Diabetes can be managed with medical care, exercise and the correct diet to avoid complications.
Neuropathy, or nerve damage, results from too much blood sugar. With neuropathy, feeling is reduced in the feet, so any damage such as a cut or scrape can worsen. Because diabetes also causes poor circulation, the healing blood cannot reach the wound, resulting in an infection and a non-healing wound.
Ulcers and Diabetic Wound Care
A diabetic foot ulcer is an open sore or wound that appears on the bottom of the foot and may lead to amputation if not treated quickly.
Two complications from diabetes contribute to foot ulcers:
- Neuropathy, nerve damage, reduces the sensation in the extremities.
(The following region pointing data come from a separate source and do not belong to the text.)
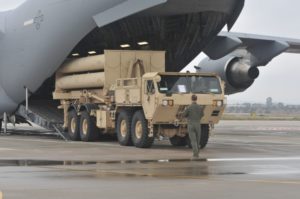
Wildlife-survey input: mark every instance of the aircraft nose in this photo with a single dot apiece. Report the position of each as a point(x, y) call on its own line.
point(6, 103)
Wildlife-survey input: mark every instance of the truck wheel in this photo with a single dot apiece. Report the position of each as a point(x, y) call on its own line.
point(73, 125)
point(139, 131)
point(88, 128)
point(123, 128)
point(204, 135)
point(178, 141)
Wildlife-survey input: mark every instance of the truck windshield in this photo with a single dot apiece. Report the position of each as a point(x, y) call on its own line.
point(189, 84)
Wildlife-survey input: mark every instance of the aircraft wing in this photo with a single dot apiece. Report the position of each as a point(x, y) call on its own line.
point(261, 48)
point(124, 9)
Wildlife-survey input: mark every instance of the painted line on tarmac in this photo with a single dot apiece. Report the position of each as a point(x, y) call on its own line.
point(7, 149)
point(252, 159)
point(60, 141)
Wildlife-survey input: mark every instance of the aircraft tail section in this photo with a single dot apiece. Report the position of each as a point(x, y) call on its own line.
point(2, 23)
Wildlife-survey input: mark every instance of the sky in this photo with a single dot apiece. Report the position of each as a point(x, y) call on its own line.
point(281, 77)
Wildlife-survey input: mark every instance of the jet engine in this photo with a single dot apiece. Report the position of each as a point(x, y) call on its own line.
point(236, 72)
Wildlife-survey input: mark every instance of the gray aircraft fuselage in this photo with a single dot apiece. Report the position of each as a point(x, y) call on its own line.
point(38, 36)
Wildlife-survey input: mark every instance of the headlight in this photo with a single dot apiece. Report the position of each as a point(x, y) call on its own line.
point(165, 103)
point(168, 102)
point(218, 103)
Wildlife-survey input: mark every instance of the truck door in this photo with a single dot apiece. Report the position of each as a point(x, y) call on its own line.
point(149, 103)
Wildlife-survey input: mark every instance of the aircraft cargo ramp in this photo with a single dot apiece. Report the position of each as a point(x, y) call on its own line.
point(44, 113)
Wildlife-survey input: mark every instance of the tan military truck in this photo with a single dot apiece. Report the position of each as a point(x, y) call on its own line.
point(130, 94)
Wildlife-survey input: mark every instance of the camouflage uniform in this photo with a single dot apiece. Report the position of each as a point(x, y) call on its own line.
point(194, 113)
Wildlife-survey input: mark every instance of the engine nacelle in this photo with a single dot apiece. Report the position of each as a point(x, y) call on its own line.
point(236, 72)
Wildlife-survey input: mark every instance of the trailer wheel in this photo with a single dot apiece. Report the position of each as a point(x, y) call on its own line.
point(204, 137)
point(123, 128)
point(178, 141)
point(73, 125)
point(88, 128)
point(140, 132)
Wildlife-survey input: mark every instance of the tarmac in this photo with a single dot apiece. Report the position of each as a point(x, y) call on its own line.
point(244, 159)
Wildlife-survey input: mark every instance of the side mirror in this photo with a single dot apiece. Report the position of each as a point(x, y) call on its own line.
point(169, 94)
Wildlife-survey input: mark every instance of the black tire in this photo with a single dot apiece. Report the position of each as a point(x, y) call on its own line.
point(73, 125)
point(124, 128)
point(88, 128)
point(178, 141)
point(204, 135)
point(140, 132)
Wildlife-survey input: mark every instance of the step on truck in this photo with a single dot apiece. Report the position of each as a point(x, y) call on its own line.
point(128, 93)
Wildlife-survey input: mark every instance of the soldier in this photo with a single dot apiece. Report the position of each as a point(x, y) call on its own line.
point(194, 113)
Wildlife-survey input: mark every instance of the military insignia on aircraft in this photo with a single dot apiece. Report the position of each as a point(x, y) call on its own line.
point(38, 19)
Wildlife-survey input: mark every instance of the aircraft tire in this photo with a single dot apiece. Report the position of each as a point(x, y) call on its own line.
point(178, 141)
point(88, 128)
point(140, 132)
point(123, 128)
point(73, 125)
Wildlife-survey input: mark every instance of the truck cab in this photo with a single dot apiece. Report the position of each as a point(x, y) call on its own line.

A small cut, bruise or puncture wound may not be noticed and can worsen into a sore.
- Poor circulation caused by excess blood sugar can inhibit healing blood flow to the feet.
A Podiatrist’s Role
A podiatrist plays an important role on a patient’s diabetes management team due to the frequency of diabetic foot-related complications. Good foot care and frequent visits to the podiatrist are keys in preventing amputations.
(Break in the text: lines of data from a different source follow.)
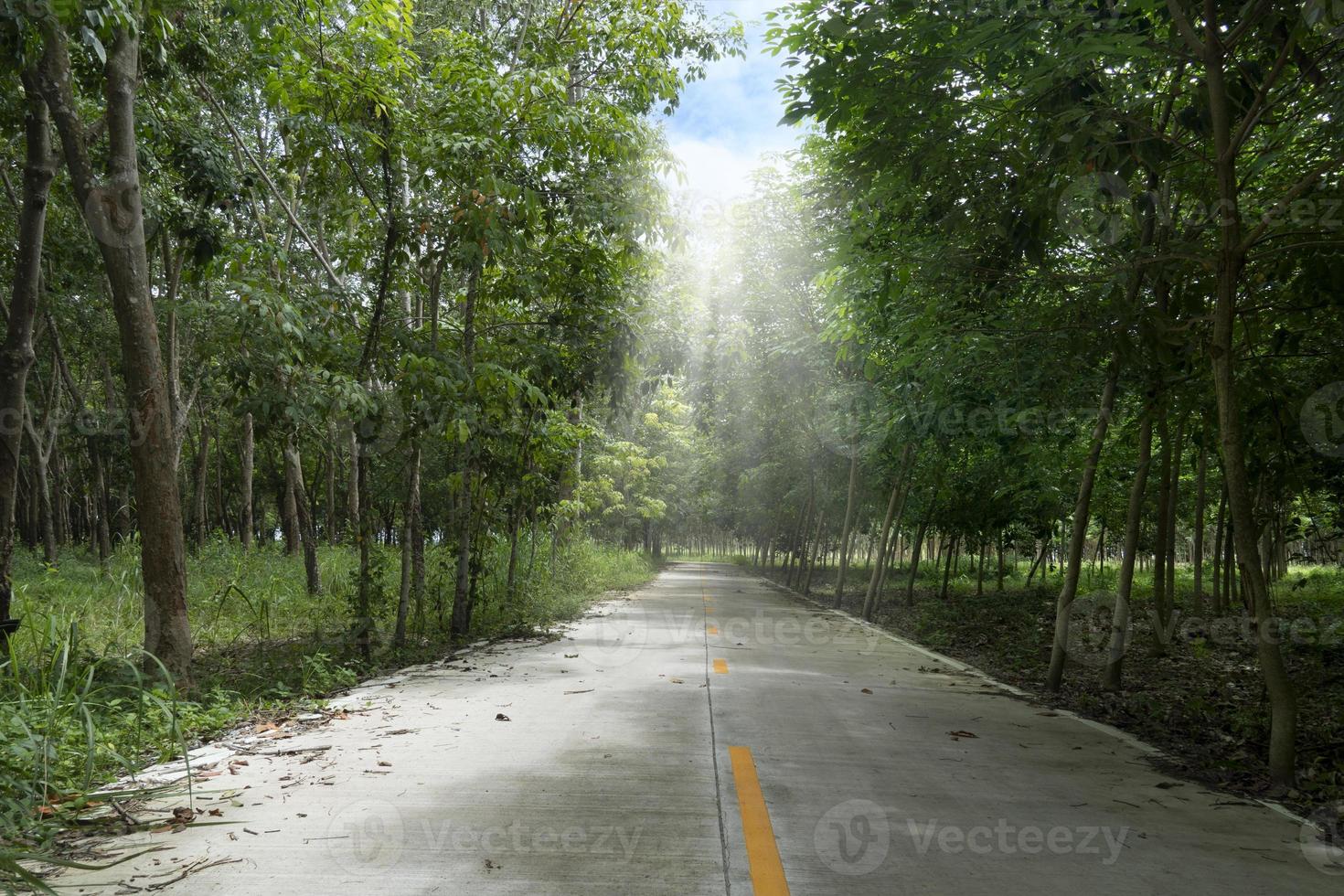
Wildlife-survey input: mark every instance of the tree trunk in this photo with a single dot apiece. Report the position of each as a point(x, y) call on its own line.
point(16, 352)
point(1283, 761)
point(1133, 520)
point(946, 569)
point(199, 473)
point(409, 534)
point(1069, 592)
point(914, 563)
point(114, 215)
point(304, 513)
point(846, 528)
point(816, 547)
point(461, 621)
point(1200, 478)
point(245, 521)
point(1220, 532)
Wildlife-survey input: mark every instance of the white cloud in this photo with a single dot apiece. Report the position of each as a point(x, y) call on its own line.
point(729, 123)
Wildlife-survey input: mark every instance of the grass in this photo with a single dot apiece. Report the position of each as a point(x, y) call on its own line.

Early recognition of problems such as an ulcer, along with regular foot screenings by a podiatrist, can help reduce the risk of lower limb amputation by up to 85%.
Our goal is healing the ulcer as soon as possible to reduce the chance of an infection. To do this, we will take pressure off the area, remove dead skin and tissue and apply medication and dressing.
Using a brace or specialized castings, wearing special footgear or using crutches or a wheelchair can help reduce pressure and irritation.
Wound management includes keeping the area covered and moist. We will apply topical medication and dressings. We will assess blood circulation levels with non-invasive tests.
We may recommend surgery if other measures to heal the ulcer are not successful. A surgical goal would be to relieve pressure on the affected area.
Complete healing of an ulcer in a patient with diabetes may take weeks or even several months.
Preventing an ulcer from developing is its best treatment:
- Visit your podiatrist regularly for comprehensive foot exams.
- Check your feet every day, especially the soles (ask for someone’s help or use a mirror) and between the toes. Look for any changes in the skin such as a cut, bruise, blister, crack, sore or redness.
- Keep blood sugar levels under control.
- Wear appropriate shoes that are supportive, roomy and comfortable.
- Reduce risk factors such as smoking, drinking alcohol and high cholesterol.